Figure 1. Number of Businesses Operating in Foreign Direct Investment, 1999-2001.
Data source: Ministry of Foreign Investment and Collaboration (1999) and the Ministry of Foreign Trade and Foreign Investment (2001, calculated by The Havana Consulting Group.
Those foreign companies that remained in Cuba during this period had to endure, from 2008 to 2010, diminished or no payments that were owed to them by the island’s government (called the corralito, or little corral). Considerable tension resulted, particularly between the Spanish diplomatic corps that pleaded for payment to some 300 Spanish firms who had operations there.
This acute two-year financial crisis stemmed from the island’s lack of liquidity that not only affected the supply of raw materials in the sectors where these foreign firms operated, but decreased inventory in hard-currency retail chains and in tourism. The Cuban government’s failure to make payments led to a further decline in foreign investment as investors got jittery.
Raúl Castro introduced a series of economic reforms called “updating the Cuban economic model” when he came to power. This entailed trying to insert market mechanisms at all levels of the economy with the socialist planning system. Joint ventures were at the center of these measures so that the economy could receive foreign investment. In all instances, the Cuban government maintains at least 51% control of these companies.
From the start of these reforms until October 2013, the bulk of them have tried to expand the private sector and agriculture. However, the pace of foreign investment has not gone as expected because of corruption charges made against some foreign investors residing on the island, and Cuban business representatives of joint-venture firms.
Cuban authorities have detained or jailed several foreign businessmen and high-ranking Cuban officials (including one minister and several vice ministers and Cuban CEOs. They are charged with corruption, bribery, and related crimes. Some have been sentenced up to 10 years while others were acquitted after having spent more than a year in jail while awaiting trial.
Undoubtedly, this anticorruption has proven unattractive to foreign investors because of the uncertainty and insecurity the matter has created.
Searching for investors.
Despite all this, the Cuban government has created a special zone adjacent to the Mariel port, just west of Havana.
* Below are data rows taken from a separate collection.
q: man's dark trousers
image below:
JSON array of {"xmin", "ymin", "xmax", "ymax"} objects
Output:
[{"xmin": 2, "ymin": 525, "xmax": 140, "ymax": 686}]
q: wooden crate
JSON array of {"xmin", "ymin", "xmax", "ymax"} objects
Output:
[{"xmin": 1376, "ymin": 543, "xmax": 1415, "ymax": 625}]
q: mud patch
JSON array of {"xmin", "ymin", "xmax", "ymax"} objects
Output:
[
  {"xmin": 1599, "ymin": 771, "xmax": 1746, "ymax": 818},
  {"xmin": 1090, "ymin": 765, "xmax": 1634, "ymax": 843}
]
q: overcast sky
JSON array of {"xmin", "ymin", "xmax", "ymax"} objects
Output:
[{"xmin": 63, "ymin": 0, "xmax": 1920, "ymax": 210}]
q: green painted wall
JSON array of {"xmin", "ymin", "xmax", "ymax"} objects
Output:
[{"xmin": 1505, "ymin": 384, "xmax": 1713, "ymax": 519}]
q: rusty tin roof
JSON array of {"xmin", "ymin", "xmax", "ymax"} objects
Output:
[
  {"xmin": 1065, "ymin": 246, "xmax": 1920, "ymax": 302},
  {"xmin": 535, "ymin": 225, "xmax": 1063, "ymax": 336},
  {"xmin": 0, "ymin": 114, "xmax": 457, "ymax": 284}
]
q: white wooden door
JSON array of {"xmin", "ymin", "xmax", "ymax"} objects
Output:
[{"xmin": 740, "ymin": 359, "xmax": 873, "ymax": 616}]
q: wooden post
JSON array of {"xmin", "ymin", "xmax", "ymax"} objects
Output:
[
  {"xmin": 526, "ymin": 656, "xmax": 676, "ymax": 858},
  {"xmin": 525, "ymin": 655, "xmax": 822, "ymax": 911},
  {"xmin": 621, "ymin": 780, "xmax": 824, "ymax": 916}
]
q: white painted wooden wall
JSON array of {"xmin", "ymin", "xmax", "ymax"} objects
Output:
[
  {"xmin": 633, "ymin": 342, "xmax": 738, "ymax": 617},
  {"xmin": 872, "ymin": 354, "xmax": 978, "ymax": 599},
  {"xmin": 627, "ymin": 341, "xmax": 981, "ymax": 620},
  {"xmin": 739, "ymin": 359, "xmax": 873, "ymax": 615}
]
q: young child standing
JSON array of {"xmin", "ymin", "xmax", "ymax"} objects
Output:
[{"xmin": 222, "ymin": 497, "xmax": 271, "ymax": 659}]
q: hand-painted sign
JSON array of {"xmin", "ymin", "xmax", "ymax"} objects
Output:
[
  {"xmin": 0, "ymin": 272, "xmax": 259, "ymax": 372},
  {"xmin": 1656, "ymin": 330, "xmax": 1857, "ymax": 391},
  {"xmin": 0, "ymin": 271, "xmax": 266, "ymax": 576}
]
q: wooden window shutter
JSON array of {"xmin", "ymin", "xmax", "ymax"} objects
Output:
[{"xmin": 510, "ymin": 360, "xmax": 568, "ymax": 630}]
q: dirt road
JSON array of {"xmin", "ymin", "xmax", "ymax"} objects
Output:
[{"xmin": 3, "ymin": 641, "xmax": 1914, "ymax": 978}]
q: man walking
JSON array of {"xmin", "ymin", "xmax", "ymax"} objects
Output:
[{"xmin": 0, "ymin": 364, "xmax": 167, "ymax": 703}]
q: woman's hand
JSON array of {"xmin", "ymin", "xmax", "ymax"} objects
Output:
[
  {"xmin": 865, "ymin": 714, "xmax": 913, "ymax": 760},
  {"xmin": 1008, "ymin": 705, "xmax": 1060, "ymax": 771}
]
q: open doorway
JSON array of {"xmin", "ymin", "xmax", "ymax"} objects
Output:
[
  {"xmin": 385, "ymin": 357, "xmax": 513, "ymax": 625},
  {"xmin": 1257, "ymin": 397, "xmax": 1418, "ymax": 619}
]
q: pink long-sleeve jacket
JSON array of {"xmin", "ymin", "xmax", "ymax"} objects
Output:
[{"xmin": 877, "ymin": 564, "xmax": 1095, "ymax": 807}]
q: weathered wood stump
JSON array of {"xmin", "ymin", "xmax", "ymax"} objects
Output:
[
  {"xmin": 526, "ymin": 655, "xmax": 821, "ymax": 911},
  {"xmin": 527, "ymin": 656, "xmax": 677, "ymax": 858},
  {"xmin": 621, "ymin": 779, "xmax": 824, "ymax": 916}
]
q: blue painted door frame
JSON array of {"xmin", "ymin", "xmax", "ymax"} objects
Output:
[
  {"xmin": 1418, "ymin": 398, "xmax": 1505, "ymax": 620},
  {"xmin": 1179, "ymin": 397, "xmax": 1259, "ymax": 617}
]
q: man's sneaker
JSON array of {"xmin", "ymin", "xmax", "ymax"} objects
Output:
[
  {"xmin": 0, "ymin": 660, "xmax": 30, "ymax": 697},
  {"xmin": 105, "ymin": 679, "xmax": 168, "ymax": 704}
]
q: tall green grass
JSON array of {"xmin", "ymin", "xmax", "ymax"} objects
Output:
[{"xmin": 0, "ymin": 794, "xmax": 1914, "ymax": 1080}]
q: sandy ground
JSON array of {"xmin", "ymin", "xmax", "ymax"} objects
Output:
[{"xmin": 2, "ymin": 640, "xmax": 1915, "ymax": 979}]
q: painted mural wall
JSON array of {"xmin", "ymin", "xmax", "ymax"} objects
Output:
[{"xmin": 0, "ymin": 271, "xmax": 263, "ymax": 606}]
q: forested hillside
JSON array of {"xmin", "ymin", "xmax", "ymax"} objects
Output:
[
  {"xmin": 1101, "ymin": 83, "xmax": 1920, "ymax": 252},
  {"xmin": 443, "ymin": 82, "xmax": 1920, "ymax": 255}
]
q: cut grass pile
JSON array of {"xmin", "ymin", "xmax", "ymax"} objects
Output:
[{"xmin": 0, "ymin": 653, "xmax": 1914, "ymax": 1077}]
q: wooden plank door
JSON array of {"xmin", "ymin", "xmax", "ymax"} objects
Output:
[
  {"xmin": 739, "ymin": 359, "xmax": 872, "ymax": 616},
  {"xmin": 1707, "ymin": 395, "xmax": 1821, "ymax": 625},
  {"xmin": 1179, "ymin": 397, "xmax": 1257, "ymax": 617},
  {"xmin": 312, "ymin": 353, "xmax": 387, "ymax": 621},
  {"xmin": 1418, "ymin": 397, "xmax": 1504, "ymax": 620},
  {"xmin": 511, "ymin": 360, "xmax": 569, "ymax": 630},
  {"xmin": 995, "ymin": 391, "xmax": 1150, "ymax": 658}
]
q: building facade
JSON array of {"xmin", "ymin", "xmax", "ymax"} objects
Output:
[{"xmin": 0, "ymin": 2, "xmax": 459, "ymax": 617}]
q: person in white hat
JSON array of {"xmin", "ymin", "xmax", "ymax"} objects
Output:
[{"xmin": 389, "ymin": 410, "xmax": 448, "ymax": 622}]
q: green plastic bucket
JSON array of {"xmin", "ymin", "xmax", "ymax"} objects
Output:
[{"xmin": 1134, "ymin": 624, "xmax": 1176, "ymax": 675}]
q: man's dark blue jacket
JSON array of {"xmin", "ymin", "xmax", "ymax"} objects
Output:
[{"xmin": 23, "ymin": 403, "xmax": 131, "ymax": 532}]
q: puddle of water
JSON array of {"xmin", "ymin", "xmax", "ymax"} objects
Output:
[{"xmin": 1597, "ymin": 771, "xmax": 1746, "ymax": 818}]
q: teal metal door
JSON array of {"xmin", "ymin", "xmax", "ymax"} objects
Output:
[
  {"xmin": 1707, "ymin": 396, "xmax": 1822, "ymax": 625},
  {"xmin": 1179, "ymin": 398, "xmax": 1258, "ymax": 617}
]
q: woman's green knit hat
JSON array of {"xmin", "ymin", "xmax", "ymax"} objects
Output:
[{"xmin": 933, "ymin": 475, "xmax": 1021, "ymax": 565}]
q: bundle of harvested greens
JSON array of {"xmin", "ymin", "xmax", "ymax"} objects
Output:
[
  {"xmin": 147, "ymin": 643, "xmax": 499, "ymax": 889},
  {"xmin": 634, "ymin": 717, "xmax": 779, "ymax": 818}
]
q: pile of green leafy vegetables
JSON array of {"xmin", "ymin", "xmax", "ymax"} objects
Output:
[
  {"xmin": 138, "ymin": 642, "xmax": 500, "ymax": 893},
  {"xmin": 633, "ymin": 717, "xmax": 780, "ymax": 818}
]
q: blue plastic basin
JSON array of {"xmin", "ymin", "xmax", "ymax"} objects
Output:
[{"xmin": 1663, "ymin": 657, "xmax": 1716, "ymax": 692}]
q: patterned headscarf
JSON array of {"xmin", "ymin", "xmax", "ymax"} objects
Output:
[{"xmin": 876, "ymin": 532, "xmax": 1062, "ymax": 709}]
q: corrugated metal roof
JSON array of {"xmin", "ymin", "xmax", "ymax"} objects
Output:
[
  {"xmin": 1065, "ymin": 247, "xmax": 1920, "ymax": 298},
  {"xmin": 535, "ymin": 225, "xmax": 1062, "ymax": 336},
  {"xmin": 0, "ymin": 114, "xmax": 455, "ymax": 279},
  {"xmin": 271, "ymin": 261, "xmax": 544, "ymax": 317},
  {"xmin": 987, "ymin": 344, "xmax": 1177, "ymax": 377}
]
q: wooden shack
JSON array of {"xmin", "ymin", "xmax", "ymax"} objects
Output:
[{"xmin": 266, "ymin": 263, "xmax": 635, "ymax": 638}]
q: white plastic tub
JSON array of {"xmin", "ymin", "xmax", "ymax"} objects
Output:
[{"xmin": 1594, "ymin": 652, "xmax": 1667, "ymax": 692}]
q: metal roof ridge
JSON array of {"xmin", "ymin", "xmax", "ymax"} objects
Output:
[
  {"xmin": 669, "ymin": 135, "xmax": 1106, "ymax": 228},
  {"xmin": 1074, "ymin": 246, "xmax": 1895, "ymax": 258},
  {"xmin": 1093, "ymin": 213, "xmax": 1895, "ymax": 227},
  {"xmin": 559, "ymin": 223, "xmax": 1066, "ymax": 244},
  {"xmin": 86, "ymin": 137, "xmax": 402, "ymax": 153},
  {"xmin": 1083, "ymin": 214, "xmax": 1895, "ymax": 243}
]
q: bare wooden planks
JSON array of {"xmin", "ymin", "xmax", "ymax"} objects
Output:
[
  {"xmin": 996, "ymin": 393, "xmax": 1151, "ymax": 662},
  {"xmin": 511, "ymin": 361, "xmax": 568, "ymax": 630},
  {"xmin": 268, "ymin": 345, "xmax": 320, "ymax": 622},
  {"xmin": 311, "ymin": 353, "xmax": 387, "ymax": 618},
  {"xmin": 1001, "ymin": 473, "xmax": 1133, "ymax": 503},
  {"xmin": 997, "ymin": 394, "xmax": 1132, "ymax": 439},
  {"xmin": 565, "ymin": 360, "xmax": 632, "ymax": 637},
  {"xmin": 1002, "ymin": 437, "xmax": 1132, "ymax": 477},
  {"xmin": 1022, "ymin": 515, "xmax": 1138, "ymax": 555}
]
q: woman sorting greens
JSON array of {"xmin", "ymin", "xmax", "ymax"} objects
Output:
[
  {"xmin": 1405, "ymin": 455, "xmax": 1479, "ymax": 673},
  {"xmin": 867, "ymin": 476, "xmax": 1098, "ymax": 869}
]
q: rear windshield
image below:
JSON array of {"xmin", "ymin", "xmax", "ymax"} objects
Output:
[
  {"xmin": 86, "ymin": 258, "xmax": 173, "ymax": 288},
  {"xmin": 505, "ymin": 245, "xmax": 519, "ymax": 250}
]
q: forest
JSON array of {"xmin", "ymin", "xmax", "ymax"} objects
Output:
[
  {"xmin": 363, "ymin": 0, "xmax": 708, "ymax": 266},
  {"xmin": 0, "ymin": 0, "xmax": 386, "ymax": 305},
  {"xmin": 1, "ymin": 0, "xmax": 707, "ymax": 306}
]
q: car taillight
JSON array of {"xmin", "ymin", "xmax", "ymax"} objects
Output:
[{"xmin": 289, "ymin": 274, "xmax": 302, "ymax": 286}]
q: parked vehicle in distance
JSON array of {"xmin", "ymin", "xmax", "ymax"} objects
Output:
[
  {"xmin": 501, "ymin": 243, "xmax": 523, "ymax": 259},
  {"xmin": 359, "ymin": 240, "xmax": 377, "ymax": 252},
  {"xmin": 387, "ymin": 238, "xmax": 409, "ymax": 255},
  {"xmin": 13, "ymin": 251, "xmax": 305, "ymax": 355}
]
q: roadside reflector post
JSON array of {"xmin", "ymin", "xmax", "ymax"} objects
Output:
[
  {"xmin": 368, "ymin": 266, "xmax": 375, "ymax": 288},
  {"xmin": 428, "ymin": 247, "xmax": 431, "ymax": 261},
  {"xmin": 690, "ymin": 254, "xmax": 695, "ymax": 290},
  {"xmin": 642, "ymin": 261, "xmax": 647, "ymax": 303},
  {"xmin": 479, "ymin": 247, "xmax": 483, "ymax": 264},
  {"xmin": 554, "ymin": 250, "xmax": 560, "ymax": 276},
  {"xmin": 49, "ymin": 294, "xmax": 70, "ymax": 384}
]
The Brazilian government has invested $900 million, which the Cuban government hopes will attract foreign investment and give the economy a second chance.
By the looks of things, the Cuban government is moving forward with plans to attract investment. It is noteworthy that Venezuela, its principle political ally and one of two pillars of the Cuban economy, is coping with a deep crisis back home. Still, these strategic actions aim to exceed the results obtained in the 1990s.
Potential gains in joint ventures will likely concentrate in the tourism, agriculture and real-estate sectors.
However, it is unclear whether the traditional business partners already located on the island will play a prominent role. The lack of transparency about the jailing of foreign businessmen and the closing of joint ventures is unattractive to international investors.
If we consider the recent announcement about shifting to a single currency, it is obvious that foreign companies with investments in Cuba take a beating. Government efforts to attract a new wave of investors to the new Mariel port facilities could be impacted adversely because of these proposed monetary changes.
Another weakness is the lack of flexible and attractive foreign investment laws.
This is why the government urgently seeks a new wave of foreign investors. To do that, it has announced that it is reworking its investment laws so that they appeal to the international community. Moreover, for the first time in half a century, these new laws may consider allowing Cubans who reside off the island to invest.
Until now, however, these new laws have not appeared. Until they do, uncertainty grows, the crisis deepens, and the country is losing the glamour and allure it needs to attract new investment.